White Meat
Page 14
“Got a list of the numbers?”
He looked surprised. “No, why?”
“So the money can be traced after the pick-up.”
He arranged his face virtuously. “I don’t care about the money.”
I grunted. “Up to you. Got anything to drink?”
“Vodka. In the kitchen.”
“I’ll fix it,” I said. “Want one?”
“Yes, I suppose so, thanks.” He slumped in his chair and lit a cigarette. I went out to the kitchen and got the bottle. Smirnoff. Actors always drink vodka. Maybe it makes them feel like Raskolnikov or maybe they just don’t like people to smell booze on their breaths. I poured two hefty slugs, chopped bits off a lemon and dumped some ice into the glasses. To my mind the recipe should then read: “Pour down the sink and open a bottle of Scotch” but it was no time to be choosy. I went back into the living room and handed one of the drinks to James.
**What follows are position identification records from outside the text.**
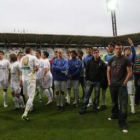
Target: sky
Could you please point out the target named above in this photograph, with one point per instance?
(69, 17)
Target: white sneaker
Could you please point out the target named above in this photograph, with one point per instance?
(5, 105)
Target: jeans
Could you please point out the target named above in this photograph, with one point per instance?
(119, 92)
(137, 88)
(89, 87)
(82, 82)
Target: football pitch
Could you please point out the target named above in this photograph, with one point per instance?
(47, 123)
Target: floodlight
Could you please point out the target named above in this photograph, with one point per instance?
(112, 5)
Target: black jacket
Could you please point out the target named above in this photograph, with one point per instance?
(95, 70)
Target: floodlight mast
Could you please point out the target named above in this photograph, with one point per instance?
(112, 5)
(114, 24)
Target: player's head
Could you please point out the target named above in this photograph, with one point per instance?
(38, 53)
(45, 55)
(118, 49)
(56, 54)
(89, 50)
(68, 52)
(60, 53)
(127, 51)
(73, 54)
(1, 55)
(110, 48)
(96, 53)
(80, 53)
(12, 57)
(28, 50)
(19, 55)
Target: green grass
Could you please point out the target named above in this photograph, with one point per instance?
(48, 124)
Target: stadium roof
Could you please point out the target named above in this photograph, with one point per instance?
(24, 39)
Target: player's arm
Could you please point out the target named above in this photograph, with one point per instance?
(132, 50)
(36, 64)
(108, 75)
(129, 74)
(9, 76)
(78, 70)
(36, 68)
(64, 67)
(45, 72)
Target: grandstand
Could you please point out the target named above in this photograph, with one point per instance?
(15, 42)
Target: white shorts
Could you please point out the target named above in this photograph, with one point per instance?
(4, 84)
(130, 87)
(29, 87)
(60, 85)
(73, 84)
(47, 82)
(15, 88)
(39, 82)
The second he touched it the phone rang and he dropped the glass. The liquor splashed onto the rug and spread about in drops and rivulets like runaway quicksilver. He bent to recover the glass.
“Answer it!”
He stumbled across the room and snatched up the receiver. His face was drained of colour and his knuckles were tight and blanched where he clenched the phone. He opened his mouth to speak and was cut off by a quick, staccato flow of sound across the wire. He nodded once, looked up at me and said:
“Yes, yes, he’s here.”
More nodding, then: “The rotunda . . . towards the water. Yes, I’ll tell him. Taxi, yes . . . Look, is Noni . . .”
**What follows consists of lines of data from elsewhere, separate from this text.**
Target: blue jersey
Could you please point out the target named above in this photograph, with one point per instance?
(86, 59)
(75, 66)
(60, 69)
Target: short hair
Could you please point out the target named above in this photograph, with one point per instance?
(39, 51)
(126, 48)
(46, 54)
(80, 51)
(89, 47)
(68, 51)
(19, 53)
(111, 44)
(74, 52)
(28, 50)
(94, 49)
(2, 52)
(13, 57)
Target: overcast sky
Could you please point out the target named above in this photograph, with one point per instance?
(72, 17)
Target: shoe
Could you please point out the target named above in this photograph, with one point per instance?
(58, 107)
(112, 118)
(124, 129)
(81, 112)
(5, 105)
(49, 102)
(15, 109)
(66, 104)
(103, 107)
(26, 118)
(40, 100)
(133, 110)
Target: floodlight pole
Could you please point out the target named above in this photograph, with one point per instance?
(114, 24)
I heard the click from across the room. Decisive man with a telephone, this character. James put the instrument down slowly as if he was still obeying orders issuing from it.
“You’re to leave the money . . .” he began.
“In the rotunda and walk towards the water. Yeah, I gathered that.”
“Don’t bite my head off.”
“Sorry,” I said grudgingly. “It’s just that I don’t like this set-up. It stinks of double-cross for one thing and there’s a phoney feel to it.”
He flushed angrily. “What do you mean phoney? Kidnap, ransom.” His anger dropped suddenly away as if he was incapable of holding any strong emotion for long. A dull stupefied look on his face made me wonder whether there was any centre to his character at all under the histrionic shell. He went on lamely: “Do you mean it’s all too, well, dramatic to be real?”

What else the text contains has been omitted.